§1. “It has never been supposed that the monopolist in seeking his own advantage is naturally guided in that course which is most conducive to the wellbeing of society” p 395.
§2. Monopoly revenue (as opposed to “rents,” which Marshall reserves for excess profits from access to scare resources) exceeds production, debt and risk costs.
§3. Marshall uses a figure to show that the monopolist earns the greatest profit at a combination of price and quantity. Since higher prices mean lower quantities (and vice versa), this combination is in a “sweet spot.”
§4. The monopoly’s behavior does not change with lump sum taxes or percentage taxes on profits. A tax (or subsidy) on output quantities or prices will change the profit-maximising quantity.

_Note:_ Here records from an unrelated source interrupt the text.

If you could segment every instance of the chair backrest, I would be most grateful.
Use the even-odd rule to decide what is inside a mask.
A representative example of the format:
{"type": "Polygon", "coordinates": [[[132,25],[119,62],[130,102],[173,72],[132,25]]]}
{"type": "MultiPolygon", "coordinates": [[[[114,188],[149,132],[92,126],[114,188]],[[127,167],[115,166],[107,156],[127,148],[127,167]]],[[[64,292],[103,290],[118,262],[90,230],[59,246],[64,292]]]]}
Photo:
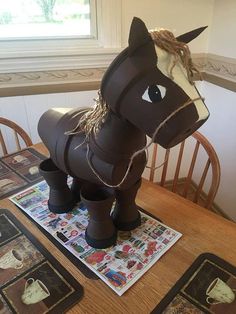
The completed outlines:
{"type": "Polygon", "coordinates": [[[167,172],[170,166],[171,150],[174,150],[174,148],[165,150],[164,161],[161,165],[157,166],[158,150],[163,150],[163,148],[158,147],[157,144],[153,145],[151,164],[147,167],[150,169],[149,180],[152,182],[155,181],[156,171],[158,169],[160,177],[158,183],[161,186],[168,187],[168,189],[174,193],[180,194],[195,203],[200,203],[199,201],[201,199],[201,206],[211,208],[220,183],[219,159],[213,146],[201,133],[195,132],[189,138],[190,141],[192,141],[191,153],[189,147],[186,149],[188,139],[179,144],[177,150],[175,149],[174,161],[173,158],[171,161],[171,179],[170,177],[168,178],[167,172]],[[205,158],[202,158],[203,153],[206,155],[205,158]],[[187,156],[184,156],[186,154],[187,156]],[[189,163],[186,162],[186,158],[189,160],[189,163]],[[200,166],[197,165],[197,159],[200,159],[200,163],[198,161],[200,166]],[[180,171],[182,168],[185,168],[184,176],[182,174],[183,171],[180,171]],[[195,168],[197,168],[197,175],[193,178],[195,168]],[[211,171],[209,171],[210,169],[211,171]],[[196,177],[198,183],[195,182],[196,177]],[[204,184],[208,185],[208,192],[203,191],[204,184]],[[189,197],[190,193],[192,195],[189,197]],[[204,200],[202,199],[202,195],[204,195],[204,200]]]}
{"type": "Polygon", "coordinates": [[[6,133],[9,134],[9,130],[13,132],[16,147],[15,151],[21,150],[23,148],[23,143],[26,147],[33,145],[29,135],[18,124],[6,118],[0,117],[0,146],[3,156],[9,154],[10,152],[8,149],[7,140],[4,136],[6,133]]]}

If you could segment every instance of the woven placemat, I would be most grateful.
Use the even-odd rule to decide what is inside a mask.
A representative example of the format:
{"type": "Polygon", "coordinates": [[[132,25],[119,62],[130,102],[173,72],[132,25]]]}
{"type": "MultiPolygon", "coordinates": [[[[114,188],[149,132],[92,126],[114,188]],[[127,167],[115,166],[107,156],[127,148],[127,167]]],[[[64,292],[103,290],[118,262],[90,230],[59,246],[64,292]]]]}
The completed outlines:
{"type": "Polygon", "coordinates": [[[154,313],[235,314],[236,267],[214,254],[201,254],[154,313]]]}
{"type": "Polygon", "coordinates": [[[83,287],[8,210],[0,209],[0,313],[64,313],[83,287]]]}
{"type": "Polygon", "coordinates": [[[0,199],[8,197],[41,180],[38,166],[46,157],[26,148],[0,159],[0,199]]]}

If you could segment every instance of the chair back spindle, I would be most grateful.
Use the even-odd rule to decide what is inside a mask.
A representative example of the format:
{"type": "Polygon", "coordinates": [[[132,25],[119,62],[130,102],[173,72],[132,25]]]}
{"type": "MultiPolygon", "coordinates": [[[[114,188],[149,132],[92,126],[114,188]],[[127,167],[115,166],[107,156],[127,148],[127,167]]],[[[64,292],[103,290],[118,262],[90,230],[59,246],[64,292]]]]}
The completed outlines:
{"type": "Polygon", "coordinates": [[[184,145],[185,145],[185,141],[183,141],[180,144],[179,156],[178,156],[178,161],[177,161],[177,165],[176,165],[176,169],[175,169],[175,176],[174,176],[174,180],[173,180],[173,185],[172,185],[172,192],[174,192],[174,193],[176,192],[176,188],[177,188],[177,182],[178,182],[178,178],[179,178],[179,172],[180,172],[180,167],[181,167],[183,152],[184,152],[184,145]]]}
{"type": "Polygon", "coordinates": [[[3,156],[10,153],[6,138],[2,132],[3,128],[13,132],[15,151],[19,151],[23,148],[21,142],[23,142],[26,147],[33,145],[29,135],[18,124],[6,118],[0,117],[0,145],[3,156]]]}
{"type": "MultiPolygon", "coordinates": [[[[210,144],[210,142],[199,132],[195,132],[190,136],[190,138],[194,139],[196,142],[195,145],[193,146],[193,152],[192,152],[192,157],[190,155],[189,150],[187,150],[187,141],[183,141],[179,145],[179,149],[177,151],[177,157],[175,155],[175,169],[174,169],[174,174],[173,178],[171,180],[168,177],[168,169],[171,167],[173,168],[173,164],[171,164],[171,149],[165,150],[164,154],[164,163],[162,166],[162,169],[159,167],[156,167],[157,160],[158,160],[158,154],[157,151],[158,149],[163,149],[163,148],[158,148],[157,144],[153,145],[153,152],[152,152],[152,158],[151,158],[151,165],[150,167],[150,173],[149,173],[149,180],[152,182],[155,182],[155,173],[156,170],[158,169],[158,172],[160,173],[160,181],[157,183],[160,184],[163,187],[167,187],[170,189],[172,192],[180,194],[181,196],[191,199],[195,203],[200,203],[202,206],[206,208],[211,208],[212,203],[214,201],[215,195],[217,193],[218,187],[219,187],[219,182],[220,182],[220,163],[219,159],[217,157],[217,154],[213,148],[213,146],[210,144]],[[201,167],[203,171],[199,170],[198,167],[198,184],[194,182],[194,172],[195,168],[199,163],[199,155],[200,155],[200,148],[201,150],[205,151],[205,154],[207,156],[205,164],[202,162],[201,163],[204,165],[204,167],[201,167]],[[190,160],[190,165],[189,168],[187,168],[186,162],[183,162],[183,160],[186,160],[186,157],[184,159],[184,156],[188,154],[188,159],[190,160]],[[181,169],[185,167],[188,169],[186,176],[180,177],[181,169]],[[211,169],[211,180],[209,184],[209,189],[208,193],[203,191],[204,184],[206,183],[206,179],[210,176],[209,170],[211,169]],[[183,183],[184,182],[184,183],[183,183]],[[181,185],[180,185],[181,184],[181,185]],[[181,188],[180,188],[181,186],[181,188]],[[204,194],[204,204],[202,204],[202,195],[204,194]],[[190,197],[191,195],[191,197],[190,197]]],[[[160,154],[159,154],[160,155],[160,154]]],[[[172,169],[173,170],[173,169],[172,169]]],[[[172,171],[173,172],[173,171],[172,171]]],[[[209,181],[208,181],[209,182],[209,181]]]]}

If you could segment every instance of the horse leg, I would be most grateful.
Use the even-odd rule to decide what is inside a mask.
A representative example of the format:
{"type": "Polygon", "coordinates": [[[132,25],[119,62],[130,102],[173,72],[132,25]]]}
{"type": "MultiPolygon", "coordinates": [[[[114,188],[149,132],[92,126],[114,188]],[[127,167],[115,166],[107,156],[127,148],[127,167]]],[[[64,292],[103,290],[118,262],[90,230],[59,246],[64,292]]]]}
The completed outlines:
{"type": "Polygon", "coordinates": [[[116,205],[112,212],[112,219],[118,230],[129,231],[141,225],[141,216],[135,203],[140,186],[141,179],[129,189],[115,190],[116,205]]]}
{"type": "Polygon", "coordinates": [[[49,210],[57,214],[72,210],[76,199],[67,185],[67,174],[61,171],[51,158],[41,162],[39,171],[49,185],[49,210]]]}
{"type": "Polygon", "coordinates": [[[116,243],[117,230],[110,216],[114,193],[106,187],[85,184],[81,188],[81,200],[89,213],[85,232],[87,243],[97,249],[105,249],[116,243]]]}

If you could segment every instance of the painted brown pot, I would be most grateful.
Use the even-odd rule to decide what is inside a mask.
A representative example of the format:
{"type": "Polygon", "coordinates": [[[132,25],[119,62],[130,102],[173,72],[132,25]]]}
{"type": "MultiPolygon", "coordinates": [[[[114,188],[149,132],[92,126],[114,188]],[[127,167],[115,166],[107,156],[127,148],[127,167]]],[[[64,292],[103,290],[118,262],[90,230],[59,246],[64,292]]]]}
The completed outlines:
{"type": "Polygon", "coordinates": [[[97,249],[105,249],[116,243],[117,230],[110,216],[114,195],[112,190],[93,184],[84,185],[81,200],[89,213],[85,232],[87,243],[97,249]]]}
{"type": "Polygon", "coordinates": [[[127,190],[116,190],[116,205],[112,219],[118,230],[129,231],[141,225],[141,216],[135,203],[141,179],[127,190]]]}
{"type": "Polygon", "coordinates": [[[39,171],[50,188],[49,210],[57,214],[71,211],[76,199],[67,185],[67,174],[58,169],[51,158],[41,162],[39,171]]]}

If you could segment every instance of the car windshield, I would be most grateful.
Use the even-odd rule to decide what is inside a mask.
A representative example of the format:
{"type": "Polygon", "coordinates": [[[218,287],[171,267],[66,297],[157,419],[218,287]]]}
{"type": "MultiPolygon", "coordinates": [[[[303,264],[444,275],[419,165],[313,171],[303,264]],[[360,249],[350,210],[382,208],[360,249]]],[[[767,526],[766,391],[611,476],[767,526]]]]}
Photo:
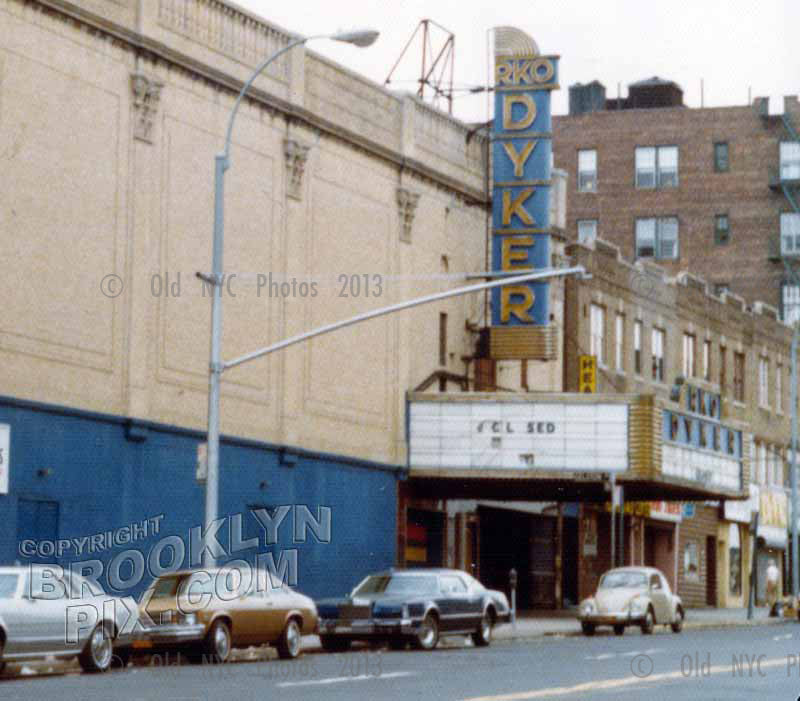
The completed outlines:
{"type": "Polygon", "coordinates": [[[180,577],[161,577],[155,581],[151,587],[153,599],[161,599],[168,596],[175,596],[180,577]]]}
{"type": "Polygon", "coordinates": [[[642,572],[608,572],[600,580],[600,589],[647,588],[647,575],[642,572]]]}
{"type": "Polygon", "coordinates": [[[439,585],[433,575],[372,575],[353,592],[366,594],[436,594],[439,585]]]}
{"type": "Polygon", "coordinates": [[[0,574],[0,599],[12,599],[17,593],[19,575],[0,574]]]}

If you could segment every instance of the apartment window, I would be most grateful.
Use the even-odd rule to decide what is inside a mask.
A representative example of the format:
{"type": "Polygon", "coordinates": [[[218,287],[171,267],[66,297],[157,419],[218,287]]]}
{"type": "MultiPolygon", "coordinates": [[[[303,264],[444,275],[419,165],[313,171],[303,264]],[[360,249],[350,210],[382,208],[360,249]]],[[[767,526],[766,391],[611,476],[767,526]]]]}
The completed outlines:
{"type": "Polygon", "coordinates": [[[703,341],[703,379],[711,382],[711,341],[703,341]]]}
{"type": "Polygon", "coordinates": [[[617,370],[625,370],[625,315],[617,314],[614,319],[614,362],[617,370]]]}
{"type": "Polygon", "coordinates": [[[775,366],[775,411],[783,413],[783,365],[775,366]]]}
{"type": "Polygon", "coordinates": [[[744,353],[733,354],[733,398],[744,401],[744,353]]]}
{"type": "Polygon", "coordinates": [[[800,214],[797,212],[781,214],[781,255],[800,255],[800,214]]]}
{"type": "Polygon", "coordinates": [[[580,192],[597,190],[597,151],[595,149],[578,151],[578,190],[580,192]]]}
{"type": "Polygon", "coordinates": [[[800,321],[800,287],[784,282],[781,285],[781,316],[787,324],[800,321]]]}
{"type": "Polygon", "coordinates": [[[639,146],[636,149],[636,187],[677,186],[677,146],[639,146]]]}
{"type": "Polygon", "coordinates": [[[591,243],[597,238],[597,219],[578,220],[578,243],[591,243]]]}
{"type": "Polygon", "coordinates": [[[758,404],[769,409],[769,361],[758,359],[758,404]]]}
{"type": "Polygon", "coordinates": [[[722,295],[727,294],[731,291],[731,286],[727,282],[716,282],[714,283],[714,296],[715,297],[722,297],[722,295]]]}
{"type": "Polygon", "coordinates": [[[758,483],[766,484],[767,482],[767,446],[763,443],[756,443],[756,466],[758,474],[758,483]]]}
{"type": "Polygon", "coordinates": [[[599,304],[593,304],[591,308],[590,333],[591,333],[591,350],[589,351],[595,358],[597,364],[603,365],[605,363],[605,343],[606,343],[606,310],[599,304]]]}
{"type": "Polygon", "coordinates": [[[714,243],[725,246],[731,240],[731,225],[727,214],[717,214],[714,217],[714,243]]]}
{"type": "Polygon", "coordinates": [[[636,257],[676,259],[678,219],[661,217],[636,220],[636,257]]]}
{"type": "Polygon", "coordinates": [[[683,376],[688,380],[695,376],[695,338],[690,333],[683,334],[683,376]]]}
{"type": "Polygon", "coordinates": [[[718,141],[714,144],[714,170],[717,173],[724,173],[728,170],[728,142],[718,141]]]}
{"type": "Polygon", "coordinates": [[[725,346],[719,347],[719,391],[720,394],[725,394],[725,385],[728,382],[727,376],[727,363],[726,357],[728,355],[728,349],[725,346]]]}
{"type": "Polygon", "coordinates": [[[642,374],[642,322],[633,322],[633,371],[642,374]]]}
{"type": "Polygon", "coordinates": [[[666,334],[662,329],[653,329],[653,380],[664,381],[664,338],[666,334]]]}
{"type": "Polygon", "coordinates": [[[781,180],[800,180],[800,142],[781,141],[781,180]]]}
{"type": "Polygon", "coordinates": [[[447,366],[447,314],[439,314],[439,365],[447,366]]]}

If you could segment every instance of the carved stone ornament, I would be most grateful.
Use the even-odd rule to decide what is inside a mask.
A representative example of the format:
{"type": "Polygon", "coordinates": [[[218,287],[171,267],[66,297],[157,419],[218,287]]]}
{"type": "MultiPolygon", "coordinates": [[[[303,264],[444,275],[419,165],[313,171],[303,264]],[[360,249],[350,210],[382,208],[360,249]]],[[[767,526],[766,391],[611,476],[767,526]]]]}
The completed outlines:
{"type": "Polygon", "coordinates": [[[419,203],[419,193],[397,188],[397,206],[400,216],[400,240],[411,243],[411,227],[414,224],[414,215],[419,203]]]}
{"type": "Polygon", "coordinates": [[[141,141],[146,141],[148,144],[153,143],[153,127],[158,113],[158,103],[161,100],[161,88],[163,87],[163,83],[148,78],[142,73],[131,75],[133,136],[141,141]]]}
{"type": "Polygon", "coordinates": [[[303,199],[303,173],[308,160],[309,146],[294,139],[286,139],[284,144],[286,155],[286,196],[293,200],[303,199]]]}

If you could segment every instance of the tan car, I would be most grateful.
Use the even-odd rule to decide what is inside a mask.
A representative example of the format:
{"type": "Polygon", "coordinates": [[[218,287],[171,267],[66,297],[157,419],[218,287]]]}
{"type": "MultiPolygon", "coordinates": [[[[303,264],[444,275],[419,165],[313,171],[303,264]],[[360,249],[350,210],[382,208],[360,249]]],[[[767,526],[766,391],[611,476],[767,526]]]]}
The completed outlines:
{"type": "Polygon", "coordinates": [[[611,626],[622,635],[626,626],[639,626],[645,635],[657,624],[683,627],[683,604],[670,591],[664,575],[653,567],[618,567],[600,578],[597,593],[581,602],[578,620],[585,635],[597,626],[611,626]]]}
{"type": "Polygon", "coordinates": [[[225,662],[235,647],[274,645],[282,659],[300,653],[317,626],[317,608],[263,570],[220,567],[156,579],[139,604],[143,632],[134,652],[169,650],[225,662]]]}

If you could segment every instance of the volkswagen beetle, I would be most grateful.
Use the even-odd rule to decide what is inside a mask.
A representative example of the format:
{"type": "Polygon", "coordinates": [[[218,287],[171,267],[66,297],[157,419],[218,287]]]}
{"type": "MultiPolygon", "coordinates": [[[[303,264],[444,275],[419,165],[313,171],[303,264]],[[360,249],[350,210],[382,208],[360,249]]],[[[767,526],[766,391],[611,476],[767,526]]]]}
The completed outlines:
{"type": "Polygon", "coordinates": [[[581,602],[578,620],[585,635],[597,626],[611,626],[622,635],[626,626],[639,626],[649,635],[656,625],[683,627],[681,599],[673,594],[664,575],[653,567],[619,567],[600,578],[597,593],[581,602]]]}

§5. Although one might assume a monopoly will charge a higher price and provide a lower quantity than a group of competitive firms (modern economics texts do), that assumption would be wrong if competing firms have extra costs from trying to win each other’s customers or lack economies of scale. OTOH, a lazy monopolist may not look for cost savings compared to competing firms, so there’s no easy answer. (Marshall compares a monopoly railway to competing railways — a mix the British are still struggling with!)
§6. The monopolist might lower prices in the short run to encourage more demand (more customers, consuming more) in the long run.
§7. A monopolist who takes consumer surplus into consideration will sell a larger quantity at a lower price.
§8. Producers and individual consumers know their surplus, but the overall situation of consumers is to know, which makes it hard to set policy without better statistics:
Much of the failure and much of the injustice, in which the economic policies of governments have resulted, have been due to the want of statistical measurement. A few people who have been strongly interested on one side have raised their voices loudly, persistently and all together; while little has been heard from the great mass of people whose interests have lain in the opposite direction; for, even if their attention has been fairly called to the matter, few have cared to exert themselves much for a cause in which no one of them has more than a small stake. The few therefore get their way, although if statistical measures of the interests involved were available, it might prove that the aggregate of the interests of the few was only a tenth or a hundredth part of the aggregate of the interests of the silent many (p 407)
In the paragraph that follows, Marshall offers a charming (or naive) hope:
It is perhaps not unreasonable to hope that as time goes on, the statistics of consumption will be so organized as to afford demand schedules sufficiently trustworthy, to show in diagrams that will appeal to the eye, the quantities of consumers’ surplus that will result from different courses of public and private action. By the study of these pictures the mind may be gradually trained to get juster notions of the relative magnitudes of the interests which the community has in various schemes of public and private enterprise (p 408).
Sadly, economists have been unable to generate reliable demand schedules, so most policy discussions depend on special interests, political guesswork, and duelling economists.
§9. Two adjacent monopolies (e.g., for copper and zinc, both needed for brass) might be worse than a merged monopoly for society if their attempts to dominate each other disrupts markets. That said, a merged monopoly will be worse if it can more easily block new competition than separate (weaker) monopolies. Caveat regulator.
This post is part of a series in the Marshall 2020 Project, i.e., an excuse for me to read Alfred Marshall’s Principles of Economics (1890 first edition/1920 eighth edition), which dominated economic thinking until Van Neumann and Morgenstern’s Theory of Games and Economic Behaviour (1944) and Samuelson’s Foundations of Economic Analysis (1946) pivoted economics away from institutional induction and towards mathematical deduction.